28. Somut olayda Mahkeme, öncelikle davanın nitelemesini yaparak ihale işlemlerinden kaynaklanan uyuşmazlığın ivedi yargılama usulüne tabi olduğunu saptamış ve dava süresinin 2577 sayılı Kanun uyarınca bu uyuşmazlık için otuz gün olduğunu belirlemiştir. İlgili kuralı somut olaya uygulayan Mahkeme, davanın başvurucunun işlemden tüm unsurlarıyla beraber haberdar olduğu tarihten itibaren otuz gün içinde açılmadığını tespit etmiştir.
29. Başvurucu, iptalini istediği 13/4/2018 tarihinde yapılan ihaleye katılmış ve ihalenin onaylandığı 16/4/2018 tarihinde de ihalenin iptali için idari başvuruda bulunmuştur. Bu hâle göre ihaleye katılan ve sonuçlanması üzerine itirazda da bulunan başvurucunun dava açma hakkı olduğundan veya dava açma süresinin başladığından haberdar olmadığı söylenemeyecektir. Bu bağlamda mahkeme kararında yer verilen tespit ve hukuki dayanakların temelsiz olduğu söylenemez.
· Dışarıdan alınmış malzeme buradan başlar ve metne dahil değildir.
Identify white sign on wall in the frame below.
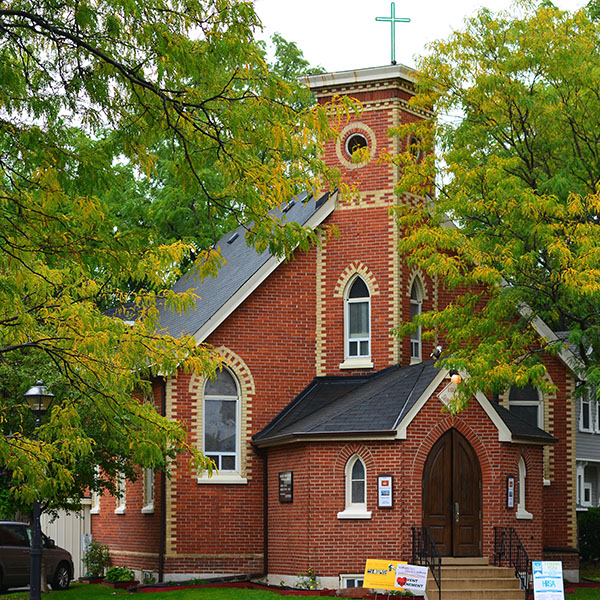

30. Diğer taraftan 2577 sayılı Kanun idari yargı kolunda açılacak davalara ilişkin usulü belirleyen genel kanun niteliğindedir. Mahkemenin somut olaya uyguladığı kural da farklı bir kanunda değil 2577 sayılı Kanun içinde yer almaktadır. Somut olayda başvurucu süre aşımından reddedilen davayı avukat marifetiyle açmıştır. Başvurucu 2577 sayılı Kanun'un 20/A maddesinde yer alan ihale sürecine dair uyuşmazlıklarda dava süresini belirleyen düzenleme açısından yargı makamları arasında farklı uygulamalar olduğunu, bir başka ifadeyle Kanun'un uygulanmasına dair bir belirsizlik olduğunu da ileri sürmemiştir.
31. Bu duruma göre, iptalini istediği ihaleye katılan, sonucuna itiraz da eden ve hukuki yardım alarak avukat marifetiyle dava açan başvurucudan, 2577 sayılı genel usul kanununda yer alan düzenlemede öngörülen süre içinde dava açmasının beklenmesinin kendisine aşırı/orantısız bir külfet yüklediği söylenemez.
32. Sonuç olarak 2577 sayılı Kanun çerçevesinde derece mahkemesinin gerek uyuşmazlık konusu olguyu gerekse bu olgudan hareketle dava açma süresinin hesaplanma usulünü, sürenin başlatılacağı tarihi belirlemesiyle ilgili değerlendirmesinin öngörülemez nitelikte olmadığı, başvurucunun dava açmasını aşırı derecede zorlaştıracak ya da imkânsız kılacak nitelikte katı bir yaklaşım içermediği sonucuna varılmıştır.
33. Buna göre başvurucunun mahkemeye erişim hakkına yönelik müdahalenin ölçülü olduğu, dolayısıyla belirtilen şikâyet bağlamında mahkemeye erişim hakkına yönelik bir ihlalin olmadığının açık olduğu anlaşılmıştır.
34. Açıklanan gerekçelerle başvurunun diğer kabul edilebilirlik koşulları yönünden incelenmeksizin açıkça dayanaktan yoksun olması nedeniyle kabul edilemez olduğuna karar verilmesi gerekir.
VI. HÜKÜM
Açıklanan gerekçelerle;
A. Mahkemeye erişim hakkının ihlal edildiğine ilişkin iddianın açıkça dayanaktan yoksun olması nedeniyle KABUL EDİLEMEZ OLDUĞUNA,
B. Yargılama giderlerinin başvurucu üzerinde BIRAKILMASINA 21/10/2020 tarihinde OYBİRLİĞİYLE karar verildi.